In logic and mathematics, a formal system consists of a formal language plus a set of inference rules for deriving new knowledge from previously derived knowledge. For example, a metamodel may be used to specify the formulas of the language. An axiom is a formula language asserted as a priori knowledge about the domain of application. Theorems are assertions derived from axioms using inference rules. The theorems include all the axioms, plus all formulas which can be derived from previously-derived theorems by means of inference rules. When ontologies and models are represented within a logical system such as OWL2, the ontology is an axiom set. For example, DUL has been isolated and axiomatized in OWL and can be downloaded and used in Protégé, the OWL tool.
An interpretation of an axiom system in a domain is a mapping which preserves typing operations. A model of an axiom system is an interpretation in which the axioms are true in the interpretation. An axiom system is said to be satisfiable if it has a model in the logician’s sense of the word model.
SysML plays a benchmark role in the MBSE ontology activity. SysML has been designed to have the expressivity needed to model systems. In this sense SysML is an ontology language. SysML contains the first six of these language constructions. It is the most wide spread general purpose system modeling language. However, there are no established ontologies for use in building SysML models and SysML does not have a recognized formal semantics.

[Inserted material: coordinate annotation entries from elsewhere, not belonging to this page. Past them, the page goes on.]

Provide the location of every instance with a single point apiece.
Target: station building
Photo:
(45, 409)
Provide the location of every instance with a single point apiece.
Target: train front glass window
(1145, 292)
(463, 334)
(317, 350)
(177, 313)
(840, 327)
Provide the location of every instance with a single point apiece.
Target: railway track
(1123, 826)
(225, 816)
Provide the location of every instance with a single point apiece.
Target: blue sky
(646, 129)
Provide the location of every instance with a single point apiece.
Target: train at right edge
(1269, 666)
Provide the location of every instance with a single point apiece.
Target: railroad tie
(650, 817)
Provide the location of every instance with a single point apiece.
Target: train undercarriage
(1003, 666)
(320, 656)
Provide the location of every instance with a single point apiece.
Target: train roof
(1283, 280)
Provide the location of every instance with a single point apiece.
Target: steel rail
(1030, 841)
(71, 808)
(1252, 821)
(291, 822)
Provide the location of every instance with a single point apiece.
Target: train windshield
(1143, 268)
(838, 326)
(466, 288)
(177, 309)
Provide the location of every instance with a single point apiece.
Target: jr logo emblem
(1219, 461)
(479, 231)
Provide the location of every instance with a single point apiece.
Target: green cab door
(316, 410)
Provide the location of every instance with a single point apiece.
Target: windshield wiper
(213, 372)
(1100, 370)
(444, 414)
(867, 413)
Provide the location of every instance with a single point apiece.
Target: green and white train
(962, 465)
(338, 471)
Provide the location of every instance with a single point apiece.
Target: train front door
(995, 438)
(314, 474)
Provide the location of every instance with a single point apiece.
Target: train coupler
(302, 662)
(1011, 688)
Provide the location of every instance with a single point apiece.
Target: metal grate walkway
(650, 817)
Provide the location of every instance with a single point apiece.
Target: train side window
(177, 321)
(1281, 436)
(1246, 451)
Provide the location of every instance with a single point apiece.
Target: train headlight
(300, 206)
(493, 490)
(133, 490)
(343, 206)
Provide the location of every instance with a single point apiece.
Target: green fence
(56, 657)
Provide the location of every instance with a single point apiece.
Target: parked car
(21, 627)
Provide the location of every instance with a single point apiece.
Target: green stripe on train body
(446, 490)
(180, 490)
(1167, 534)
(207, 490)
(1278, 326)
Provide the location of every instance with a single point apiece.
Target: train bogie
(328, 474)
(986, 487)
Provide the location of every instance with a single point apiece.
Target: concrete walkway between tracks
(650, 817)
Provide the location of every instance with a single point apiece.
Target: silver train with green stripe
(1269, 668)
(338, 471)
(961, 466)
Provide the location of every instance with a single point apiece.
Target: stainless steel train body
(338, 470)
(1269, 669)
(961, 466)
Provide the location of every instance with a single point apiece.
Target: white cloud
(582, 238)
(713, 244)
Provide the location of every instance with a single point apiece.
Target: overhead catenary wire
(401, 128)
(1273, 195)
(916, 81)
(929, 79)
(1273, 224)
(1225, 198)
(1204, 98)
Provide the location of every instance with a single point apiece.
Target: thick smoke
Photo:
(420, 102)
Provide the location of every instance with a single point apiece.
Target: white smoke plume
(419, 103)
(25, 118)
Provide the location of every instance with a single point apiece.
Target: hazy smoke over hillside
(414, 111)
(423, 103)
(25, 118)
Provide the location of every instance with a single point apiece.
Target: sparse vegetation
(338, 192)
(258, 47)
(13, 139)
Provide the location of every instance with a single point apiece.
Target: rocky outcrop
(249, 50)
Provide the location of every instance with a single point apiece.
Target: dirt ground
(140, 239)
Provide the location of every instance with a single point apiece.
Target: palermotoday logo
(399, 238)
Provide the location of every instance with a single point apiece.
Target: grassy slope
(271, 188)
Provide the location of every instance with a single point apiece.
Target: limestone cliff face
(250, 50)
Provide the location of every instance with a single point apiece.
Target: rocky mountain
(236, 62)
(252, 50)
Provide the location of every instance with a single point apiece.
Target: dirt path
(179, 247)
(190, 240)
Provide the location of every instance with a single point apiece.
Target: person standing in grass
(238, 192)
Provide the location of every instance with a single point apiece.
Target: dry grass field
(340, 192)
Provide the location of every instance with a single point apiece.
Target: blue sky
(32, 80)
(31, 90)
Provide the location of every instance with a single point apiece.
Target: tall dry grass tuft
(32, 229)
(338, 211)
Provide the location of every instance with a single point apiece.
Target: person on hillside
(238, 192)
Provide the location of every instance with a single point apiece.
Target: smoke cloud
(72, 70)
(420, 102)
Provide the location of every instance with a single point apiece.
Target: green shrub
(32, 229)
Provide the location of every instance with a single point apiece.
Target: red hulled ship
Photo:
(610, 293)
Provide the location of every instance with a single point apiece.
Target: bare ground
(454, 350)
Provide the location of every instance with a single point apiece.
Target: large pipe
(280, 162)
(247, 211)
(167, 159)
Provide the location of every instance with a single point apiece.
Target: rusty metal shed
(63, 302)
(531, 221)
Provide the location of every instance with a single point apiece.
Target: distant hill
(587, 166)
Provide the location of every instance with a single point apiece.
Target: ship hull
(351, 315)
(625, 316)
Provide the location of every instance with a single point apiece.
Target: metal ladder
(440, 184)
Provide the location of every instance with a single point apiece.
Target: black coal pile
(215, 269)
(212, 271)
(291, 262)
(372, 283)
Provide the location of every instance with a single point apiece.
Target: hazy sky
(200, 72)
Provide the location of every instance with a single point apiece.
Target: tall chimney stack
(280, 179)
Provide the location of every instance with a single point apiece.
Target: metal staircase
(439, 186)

Ontology engineering (or ontology building) is a subfield of knowledge engineering that studies the methods and methodologies for building ontologies. Guidelines for how to use UML constructions in modeling have been addressed in [Guizardi, Herre, Wagner]. OntoClean, a formal methodology for ontology engineering developed by Nicola Guarino and Chris Welty, has been used to analyze and develop ontologies for physical objects. OntoClean is based on met properties of classes such as identity, unity, rigidity, and dependence. These met properties can be used for example, to analyze concepts such as wholes. The intuitive of a whole is an individual all of whose parts are related to each other, and only to each other, by some distinguished relation which can be viewed as a generalized connection relation.
Domain ontologies may represent concepts in very specific and often incompatible ways. As systems that rely on domain ontologies expand, they often need to merge domain ontologies into a more general representation. At present, merging ontologies that are not developed from a common foundation ontology is a largely manual time-consuming process. Domain ontologies that use the same foundation ontology to provide a set of basic elements can be merged automatically.